Faglige nøgleord: Height systems,Climate change, Earth System Sciences, Geodesy
Oplæg tilgængeligt på: Engelsk, norsk og dansk
DTU Space is world-leading in measuring and modelling the Earth’s gravity field. At DTU Space we conduct measurements of gravity with sensors on land, at sea, and in the air using different instruments. Since 1996 DTU Space has made campaigns across almost all continents supporting development of global models and establishment of national height systems. One among these projects was the computation of a new and updated height system in Nepal leading to the increase of Mount Everest with almost 1 meter.
Have you often been wondering about what the height above sea level for a specific point is, then you should have rather been wondering about: “What is the height above the geoid?” The “Geoid”, you might say.
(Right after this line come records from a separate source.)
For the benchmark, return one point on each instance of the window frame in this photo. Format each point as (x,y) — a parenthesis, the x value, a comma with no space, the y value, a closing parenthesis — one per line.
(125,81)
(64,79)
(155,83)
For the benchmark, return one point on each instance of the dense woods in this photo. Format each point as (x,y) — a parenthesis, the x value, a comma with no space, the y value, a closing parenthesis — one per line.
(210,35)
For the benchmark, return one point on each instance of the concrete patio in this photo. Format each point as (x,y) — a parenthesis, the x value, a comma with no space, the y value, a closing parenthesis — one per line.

The geoid is the equipotential surface which best fits the undisturbed global sea-level and is used as the reference surface for height systems. In the gravity group at DTU Space we care about computing the geoid forming basis for physical height systems.
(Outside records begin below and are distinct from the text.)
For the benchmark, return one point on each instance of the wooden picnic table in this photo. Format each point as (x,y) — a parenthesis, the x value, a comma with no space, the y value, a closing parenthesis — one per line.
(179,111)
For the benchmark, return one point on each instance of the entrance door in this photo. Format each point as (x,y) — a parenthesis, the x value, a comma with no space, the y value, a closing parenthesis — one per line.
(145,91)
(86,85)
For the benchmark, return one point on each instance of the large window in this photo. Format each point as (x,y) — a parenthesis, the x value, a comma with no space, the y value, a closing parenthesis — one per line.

Did you know that 99,9995% of the Earth’s gravity field can be considered as known, and hence be accurately modelled mathematically? At DTU Space we conduct research on the remaining 0,0005%. In addition to define height systems with cm-accuracy, measurements of variation in the Earth’s gravity field plays a fundamental role in earth system sciences. Measuring the remaining tiny variations is necessary to compute height systems with cm-level accuracy, but also in order to monitor mass-changes caused by climate change.
Did you know that if heights were only determined using GNSS without accounting for gravity, then water could flow upwards on a map?
These examples and different tasks of a geodesist in the gravity group at DTU Space will be presented in the lecture.